At the end of the preliminary rounds the cheers in the Bercy geared up like engines towards a finish line, louder and louder as the French team leapt closer and closer to the medals. Gahie to her final, Audrey and Chloe Buttigieg to their final and then Teddy to his final.

Teddy Riner won gold at the Bercy in 2008, 2009, 2010, 2011, 2012 and 2013, a 6 year reign that then came to a halt and he stayed away from the Paris Grand Slam until going again in 2019. That year proved to be his ‘annus horribilus’ as he lost to Kageura (JPN) in front of a silenced stadium.

Teddy’s records are all remarkable. For example, he has won 8 grand slams in his career out of the 9 he contested. 6 of those gold medals are Parisian. Clarisse has 6 Paris golds and Teddy seemed destined to surpass that in 2023.

In fact Audrey and Teddy won their 6th and 7th titles respectively, on the final day of the event and offered the passionate arena spectators a very big finish! The crowd created their own light show as an impromptu celebration, switching on their mobile phone lights to shine like a star cloth, twinkling in appreciation of all they were given over the two days.

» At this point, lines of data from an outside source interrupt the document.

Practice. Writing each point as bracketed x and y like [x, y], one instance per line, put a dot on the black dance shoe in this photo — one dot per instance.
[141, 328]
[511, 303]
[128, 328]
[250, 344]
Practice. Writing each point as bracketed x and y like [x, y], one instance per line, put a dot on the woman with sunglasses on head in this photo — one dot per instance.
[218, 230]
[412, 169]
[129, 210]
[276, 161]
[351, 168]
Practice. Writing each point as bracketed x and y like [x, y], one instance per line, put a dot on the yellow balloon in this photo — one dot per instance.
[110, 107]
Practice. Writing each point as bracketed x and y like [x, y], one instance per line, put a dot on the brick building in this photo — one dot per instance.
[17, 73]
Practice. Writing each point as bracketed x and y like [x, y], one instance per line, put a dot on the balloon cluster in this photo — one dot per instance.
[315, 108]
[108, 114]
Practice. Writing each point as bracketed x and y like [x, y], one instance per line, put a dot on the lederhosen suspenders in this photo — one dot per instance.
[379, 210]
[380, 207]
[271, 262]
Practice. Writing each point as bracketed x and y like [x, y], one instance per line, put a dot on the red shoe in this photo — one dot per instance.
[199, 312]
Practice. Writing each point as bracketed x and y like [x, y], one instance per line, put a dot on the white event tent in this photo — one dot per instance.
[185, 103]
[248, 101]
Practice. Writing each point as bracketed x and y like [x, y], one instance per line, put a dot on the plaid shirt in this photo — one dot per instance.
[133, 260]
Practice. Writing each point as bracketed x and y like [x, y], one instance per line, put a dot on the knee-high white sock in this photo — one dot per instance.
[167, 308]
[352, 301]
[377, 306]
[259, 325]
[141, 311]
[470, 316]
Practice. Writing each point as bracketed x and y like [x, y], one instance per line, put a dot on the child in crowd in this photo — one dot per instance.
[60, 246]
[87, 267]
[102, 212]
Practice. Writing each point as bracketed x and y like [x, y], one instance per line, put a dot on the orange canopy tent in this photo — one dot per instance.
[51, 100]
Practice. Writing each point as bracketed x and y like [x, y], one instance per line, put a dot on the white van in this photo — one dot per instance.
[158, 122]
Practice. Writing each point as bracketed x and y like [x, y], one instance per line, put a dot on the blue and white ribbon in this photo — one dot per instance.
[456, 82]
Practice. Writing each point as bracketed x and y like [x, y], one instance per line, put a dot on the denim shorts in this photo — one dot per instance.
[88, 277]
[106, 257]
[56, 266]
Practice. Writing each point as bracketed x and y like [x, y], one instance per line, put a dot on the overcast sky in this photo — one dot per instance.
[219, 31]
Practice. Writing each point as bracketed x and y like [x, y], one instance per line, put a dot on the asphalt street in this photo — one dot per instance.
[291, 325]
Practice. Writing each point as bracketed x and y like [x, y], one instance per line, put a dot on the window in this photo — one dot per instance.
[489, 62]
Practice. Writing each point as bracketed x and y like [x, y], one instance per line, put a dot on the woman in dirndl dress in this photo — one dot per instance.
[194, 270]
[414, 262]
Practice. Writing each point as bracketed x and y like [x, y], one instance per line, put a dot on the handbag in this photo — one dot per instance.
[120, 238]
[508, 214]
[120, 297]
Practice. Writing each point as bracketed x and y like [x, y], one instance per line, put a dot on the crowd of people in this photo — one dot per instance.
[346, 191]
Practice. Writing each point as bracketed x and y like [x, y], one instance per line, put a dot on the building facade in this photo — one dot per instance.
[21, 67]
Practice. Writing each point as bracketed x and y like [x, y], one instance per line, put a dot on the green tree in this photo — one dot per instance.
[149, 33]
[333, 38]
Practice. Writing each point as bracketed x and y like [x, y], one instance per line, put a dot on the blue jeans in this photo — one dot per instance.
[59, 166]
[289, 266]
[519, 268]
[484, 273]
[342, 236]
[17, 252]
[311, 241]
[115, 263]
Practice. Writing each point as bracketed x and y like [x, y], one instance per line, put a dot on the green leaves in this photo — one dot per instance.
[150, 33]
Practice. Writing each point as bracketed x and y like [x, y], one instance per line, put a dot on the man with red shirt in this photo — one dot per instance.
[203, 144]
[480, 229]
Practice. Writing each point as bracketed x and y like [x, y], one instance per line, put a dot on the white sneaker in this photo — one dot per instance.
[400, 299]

With all contests and presentations complete, a happy host nation can be proud of their organisation, their promotion of the judo values and of the stage they created for the best judoka in the world. France were at the top of the medal table with their 4 golds, 3 silvers and 4 bronzes. Second, after a late surge from Van t End and Korrel, were the Netherlands and third were the Georgian team.

The athletes, whether medal winners or not, gave us drama, emotion, stories, memories and most of all fantastic judo. Results, even when echoed by disappointment for some were met with respect and honour. Records were made, lessons learned and a whole judo family was part of another very special edition of the Paris Grand Slam.